Se tenir, l’esprit en arrêt comme un chien de chasse – et voici qu’elle passe, tête haute et morose, elle passe et disparaît derrière les fontaines de la Concorde : rien que de naturel puisque, justement, elle passe, mais ne reparaît plus et bientôt il y a de quoi s’étonner. Elle n’est pas du genre cache-cache, même si elle a parfois des frémissements de fillette si fragile, si légère : peut-être, poussée par un courant d’air, a-t-elle franchi des distances incalculables ? Courir vers l’emplacement qu’elle devrait occuper derrière le rideau des eaux, n’y trouver rien, aller jusqu’à tapoter du bout des doigts les statues de la Navigation fluviale ? Non, elles ne sont pas creuses, n’ouvrant aucune porte dérobée pour elle seule, afin d’abriter son côté fantôme et finalement lever la tête dans l’espoir qu’elle ait escaladé une des fontaines aux doigts d’eaux et se soit assise au sommet, rieuse, les cuisses trempées. D’ailleurs elle rit peu, ne sait même pas rire, et je suis seul. Ou plutôt nous sommes seuls, l’inextinguible fontaine et moi. C’était une fois, autrefois. Aujourd’hui, mes Mille et une Vies sous le bras, quittant le Café Carré, devant la Maison Carrée*, auguste monument romain, je vois parfois la Femme-fontaine sur un banc public ruisseler dans une tendre animation auprès d’un inconnu.

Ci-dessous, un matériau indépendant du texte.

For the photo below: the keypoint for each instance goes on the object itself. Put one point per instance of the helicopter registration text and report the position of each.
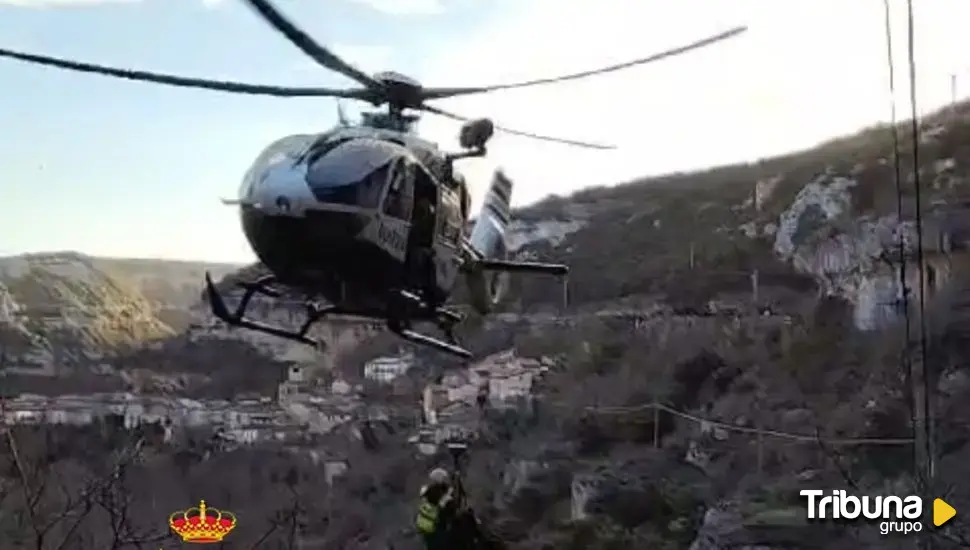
(392, 237)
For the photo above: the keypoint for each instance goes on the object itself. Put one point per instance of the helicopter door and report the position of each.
(396, 211)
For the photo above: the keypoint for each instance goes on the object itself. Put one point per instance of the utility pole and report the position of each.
(756, 206)
(953, 95)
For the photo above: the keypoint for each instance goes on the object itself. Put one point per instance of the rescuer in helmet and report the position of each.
(445, 523)
(437, 510)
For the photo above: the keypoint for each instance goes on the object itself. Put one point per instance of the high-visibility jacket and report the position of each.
(427, 520)
(428, 512)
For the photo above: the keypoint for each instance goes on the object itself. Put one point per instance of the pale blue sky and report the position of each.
(128, 169)
(113, 167)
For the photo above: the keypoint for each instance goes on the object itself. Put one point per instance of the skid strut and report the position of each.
(405, 303)
(261, 286)
(406, 307)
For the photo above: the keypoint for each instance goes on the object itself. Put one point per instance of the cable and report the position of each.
(907, 363)
(924, 352)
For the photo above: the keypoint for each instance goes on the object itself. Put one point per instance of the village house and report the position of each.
(386, 369)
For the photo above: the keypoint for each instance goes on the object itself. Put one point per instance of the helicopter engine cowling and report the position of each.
(488, 238)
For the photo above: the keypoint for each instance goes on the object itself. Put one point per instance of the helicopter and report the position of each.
(370, 220)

* La Maison carrée : nom donné depuis le XVIe siècle au temple construit sous le règne de l'empereur romain Auguste (entre 10 avant J.-C. et 4 après J.-C.) dans la colonie de Nemausus, actuelle ville de Nîmes. Inspiré par les temples d'Apollon et de Mars Ultor à Rome, la Maison Carrée est le seul temple du monde antique complètement conservé. (Note de l'éditeur)
Ces deux amoureux à une terrasse méditerranéenne, ne semblent pas tout à fait de ce monde. Ils sont beaux. Est-ce un couple d’aristocrates que le peuple n’aurait osé décapiter – à peine là, très songeur ? Les approcher donne au commun des mortels l’impression d’accéder au socle où se tient leur rêveuse divinité. Ils vous accueillent en souriant, il n’y a aucune condescendance en eux, ils écoutent dans une grande attention ce qui ne peut être que doléances et ils consentent gentiment à toucher vos douleurs du bout de leurs longs doigts. Vous les quittez sur une bénédiction et ils retournent à leur aparté dans une langue incompréhensible. En fait, vous ne les quittez jamais tout à fait, il en demeure le souvenir d’une vie possible, d’une vie meilleure.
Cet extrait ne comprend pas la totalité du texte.